I totally agree. Businesses should not legally be allowed to access more information than they need. Like why do hospitals ask for my Social Security number? I know I can refuse it, but if they really don't need it shouldn't it be illegal for them to needlessly probe my identity?

And the list goes on...

[derefr]

If you've ever been carded at a bar/liquor store in a foreign country, then that random small business has seen your passport, no? How do you feel about that?

[supernovae]

Being human to human, unless they're wearing tech that would allow them to scan/archive it, normally they just verify (eyeball it) and you get it back.

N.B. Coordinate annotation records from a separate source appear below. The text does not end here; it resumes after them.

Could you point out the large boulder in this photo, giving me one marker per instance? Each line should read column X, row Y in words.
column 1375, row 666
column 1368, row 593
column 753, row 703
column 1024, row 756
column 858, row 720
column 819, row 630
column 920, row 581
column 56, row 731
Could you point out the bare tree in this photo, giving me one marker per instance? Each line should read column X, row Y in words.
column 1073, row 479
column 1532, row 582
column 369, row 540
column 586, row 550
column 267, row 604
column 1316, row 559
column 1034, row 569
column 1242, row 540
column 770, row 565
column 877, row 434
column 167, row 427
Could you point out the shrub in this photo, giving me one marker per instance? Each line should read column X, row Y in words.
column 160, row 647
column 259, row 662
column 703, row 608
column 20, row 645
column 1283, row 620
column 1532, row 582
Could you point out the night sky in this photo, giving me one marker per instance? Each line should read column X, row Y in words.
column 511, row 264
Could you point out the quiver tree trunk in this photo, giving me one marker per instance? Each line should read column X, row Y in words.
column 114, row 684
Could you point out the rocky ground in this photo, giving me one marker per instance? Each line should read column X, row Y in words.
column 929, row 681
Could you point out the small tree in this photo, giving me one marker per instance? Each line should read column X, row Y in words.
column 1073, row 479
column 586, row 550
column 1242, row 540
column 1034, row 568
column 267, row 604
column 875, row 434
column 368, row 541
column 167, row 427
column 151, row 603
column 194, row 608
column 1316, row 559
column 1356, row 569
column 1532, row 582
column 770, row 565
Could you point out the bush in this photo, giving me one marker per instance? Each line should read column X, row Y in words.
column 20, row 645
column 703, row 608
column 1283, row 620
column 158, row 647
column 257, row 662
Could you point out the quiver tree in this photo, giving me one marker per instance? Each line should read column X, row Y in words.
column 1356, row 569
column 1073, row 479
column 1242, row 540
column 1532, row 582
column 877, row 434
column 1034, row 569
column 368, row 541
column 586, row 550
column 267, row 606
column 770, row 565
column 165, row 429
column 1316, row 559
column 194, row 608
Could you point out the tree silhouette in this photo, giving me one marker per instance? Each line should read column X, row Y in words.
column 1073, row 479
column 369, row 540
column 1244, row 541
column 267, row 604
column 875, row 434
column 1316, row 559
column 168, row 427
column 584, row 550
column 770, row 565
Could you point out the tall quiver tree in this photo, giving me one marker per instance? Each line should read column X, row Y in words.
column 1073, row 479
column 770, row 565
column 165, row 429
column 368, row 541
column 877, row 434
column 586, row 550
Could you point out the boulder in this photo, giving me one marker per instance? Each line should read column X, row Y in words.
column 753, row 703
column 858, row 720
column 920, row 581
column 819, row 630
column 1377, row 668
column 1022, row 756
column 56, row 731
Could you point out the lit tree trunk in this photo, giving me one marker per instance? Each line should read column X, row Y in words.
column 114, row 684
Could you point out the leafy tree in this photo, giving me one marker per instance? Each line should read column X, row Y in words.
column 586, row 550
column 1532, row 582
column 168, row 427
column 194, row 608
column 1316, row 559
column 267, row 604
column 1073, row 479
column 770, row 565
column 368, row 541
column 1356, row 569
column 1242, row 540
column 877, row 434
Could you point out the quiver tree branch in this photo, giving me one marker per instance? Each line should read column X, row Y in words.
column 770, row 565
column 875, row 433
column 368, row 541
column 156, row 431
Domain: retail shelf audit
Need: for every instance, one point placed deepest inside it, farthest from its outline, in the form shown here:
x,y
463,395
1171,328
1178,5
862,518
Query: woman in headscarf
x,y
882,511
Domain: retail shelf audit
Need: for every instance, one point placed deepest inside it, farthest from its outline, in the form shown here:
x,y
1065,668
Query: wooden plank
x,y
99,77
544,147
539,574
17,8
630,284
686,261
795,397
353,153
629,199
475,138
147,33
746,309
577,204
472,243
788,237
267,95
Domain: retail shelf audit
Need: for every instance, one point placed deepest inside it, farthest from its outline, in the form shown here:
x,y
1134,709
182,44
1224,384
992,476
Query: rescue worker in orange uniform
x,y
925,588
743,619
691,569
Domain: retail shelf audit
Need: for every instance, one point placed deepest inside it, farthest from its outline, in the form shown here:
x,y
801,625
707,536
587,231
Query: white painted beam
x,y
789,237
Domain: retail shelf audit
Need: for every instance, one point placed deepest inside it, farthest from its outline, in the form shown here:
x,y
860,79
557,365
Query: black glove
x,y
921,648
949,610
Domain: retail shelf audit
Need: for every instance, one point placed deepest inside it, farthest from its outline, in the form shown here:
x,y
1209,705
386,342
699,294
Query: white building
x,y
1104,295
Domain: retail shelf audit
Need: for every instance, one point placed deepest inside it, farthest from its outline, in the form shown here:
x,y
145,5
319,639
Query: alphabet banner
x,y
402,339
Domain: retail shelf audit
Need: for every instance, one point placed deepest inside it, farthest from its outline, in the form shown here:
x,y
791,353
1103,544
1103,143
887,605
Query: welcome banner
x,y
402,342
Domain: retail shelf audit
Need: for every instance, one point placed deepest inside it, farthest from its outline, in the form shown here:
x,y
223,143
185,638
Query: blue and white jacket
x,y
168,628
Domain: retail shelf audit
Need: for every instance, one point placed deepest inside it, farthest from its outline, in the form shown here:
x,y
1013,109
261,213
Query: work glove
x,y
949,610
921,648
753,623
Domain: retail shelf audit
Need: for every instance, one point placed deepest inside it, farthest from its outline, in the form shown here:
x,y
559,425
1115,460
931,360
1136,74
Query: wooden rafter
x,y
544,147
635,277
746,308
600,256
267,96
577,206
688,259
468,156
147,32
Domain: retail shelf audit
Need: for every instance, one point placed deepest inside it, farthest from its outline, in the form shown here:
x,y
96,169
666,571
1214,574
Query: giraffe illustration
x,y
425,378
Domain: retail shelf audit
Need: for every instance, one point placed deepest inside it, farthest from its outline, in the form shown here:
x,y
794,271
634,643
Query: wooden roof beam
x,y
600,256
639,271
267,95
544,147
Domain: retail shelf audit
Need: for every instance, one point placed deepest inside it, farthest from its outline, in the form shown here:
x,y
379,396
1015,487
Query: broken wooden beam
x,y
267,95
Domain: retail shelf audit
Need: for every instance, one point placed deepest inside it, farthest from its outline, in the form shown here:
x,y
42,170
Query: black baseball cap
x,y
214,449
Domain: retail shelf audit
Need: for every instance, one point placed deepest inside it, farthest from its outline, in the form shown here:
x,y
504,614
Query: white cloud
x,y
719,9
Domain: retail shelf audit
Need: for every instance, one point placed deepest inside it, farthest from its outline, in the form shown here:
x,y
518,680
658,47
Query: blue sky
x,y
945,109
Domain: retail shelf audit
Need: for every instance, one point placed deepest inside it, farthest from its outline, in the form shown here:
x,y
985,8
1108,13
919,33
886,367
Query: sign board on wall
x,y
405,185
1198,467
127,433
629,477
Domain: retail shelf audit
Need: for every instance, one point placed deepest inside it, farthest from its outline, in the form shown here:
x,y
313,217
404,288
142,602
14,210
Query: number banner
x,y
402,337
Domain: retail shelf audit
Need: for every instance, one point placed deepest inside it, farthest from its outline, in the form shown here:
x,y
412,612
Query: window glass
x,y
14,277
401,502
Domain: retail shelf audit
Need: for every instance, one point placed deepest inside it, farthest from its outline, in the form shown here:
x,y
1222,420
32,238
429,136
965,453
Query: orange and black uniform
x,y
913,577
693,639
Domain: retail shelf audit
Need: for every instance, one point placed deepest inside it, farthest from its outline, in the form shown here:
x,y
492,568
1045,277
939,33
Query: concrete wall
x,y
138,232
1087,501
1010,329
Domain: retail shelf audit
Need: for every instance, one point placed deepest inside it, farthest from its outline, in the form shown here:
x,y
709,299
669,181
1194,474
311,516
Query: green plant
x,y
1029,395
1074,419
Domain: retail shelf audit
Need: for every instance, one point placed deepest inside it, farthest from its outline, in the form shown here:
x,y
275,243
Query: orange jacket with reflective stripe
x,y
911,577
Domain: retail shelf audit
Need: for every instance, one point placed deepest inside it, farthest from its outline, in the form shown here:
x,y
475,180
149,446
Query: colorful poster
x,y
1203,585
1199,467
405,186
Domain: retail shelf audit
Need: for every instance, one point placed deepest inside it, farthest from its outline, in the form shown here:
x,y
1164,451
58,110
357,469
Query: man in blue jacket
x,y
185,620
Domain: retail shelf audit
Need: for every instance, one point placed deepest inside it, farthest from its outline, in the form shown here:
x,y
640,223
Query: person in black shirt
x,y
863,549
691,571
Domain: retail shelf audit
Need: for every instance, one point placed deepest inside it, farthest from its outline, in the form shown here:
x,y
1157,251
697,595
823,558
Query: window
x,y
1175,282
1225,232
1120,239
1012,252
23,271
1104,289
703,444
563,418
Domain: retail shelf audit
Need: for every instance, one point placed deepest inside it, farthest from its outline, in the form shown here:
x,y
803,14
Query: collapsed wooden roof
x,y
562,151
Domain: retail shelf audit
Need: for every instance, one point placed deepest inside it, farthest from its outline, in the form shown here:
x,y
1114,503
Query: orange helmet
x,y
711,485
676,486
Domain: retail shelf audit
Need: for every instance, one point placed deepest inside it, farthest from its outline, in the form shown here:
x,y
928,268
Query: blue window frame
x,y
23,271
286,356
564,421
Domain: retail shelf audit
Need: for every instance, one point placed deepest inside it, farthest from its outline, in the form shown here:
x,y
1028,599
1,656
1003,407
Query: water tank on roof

Here, with this system, they could verify and keep the data regardless of what I think is going on.

[derefr]

If you can't assume that a website you upload a scan of your ID to isn't capturing details about it, then you can't assume that a bouncer checking your ID isn't wearing a surreptitious HMD, no? In both cases, you're submitting your PII to an unknown process that seems like it should be safe, but with no previous experience or brand-image there to tell you whether there's actually any proof that it's safe.

[jlokier]

That's a silly stretch. It's vastly more likely that a website fetching copies of a passport image is leaking copies or leaving the files where it shouldn't by accident and has the data exfiltrated by third party identity thieves, compared with a bouncer having a secret scan-quality camera installed by identity thieves without the bouncer noticing.

[derefr]

Who said anything about the bouncer not noticing? I'm presuming that the bouncer is the identity thief. If you're looking to make money as an identity thief, being a bouncer is the perfect job!

There was a story on Reddit a few months back, about a bouncer who, when handed real ID cards, claimed they were fakes, and proceeded to immediately "cut them up" (so that people didn't feel any need to demand them back, since what are you going to do with scraps of an ID card?) The bouncer was actually palming the real ID and cutting up a random piece of plastic instead, and then later handing the real ID card off to the owner, who sold them on the black market. One victim of this scheme figured it out after being a victim of identity theft, as they traced back a submitted capture of the photo ID that some third-party had retained, to the one that got "cut up." The police raided the establishment, and a whole ring of people were caught up in it. It was a whole thing.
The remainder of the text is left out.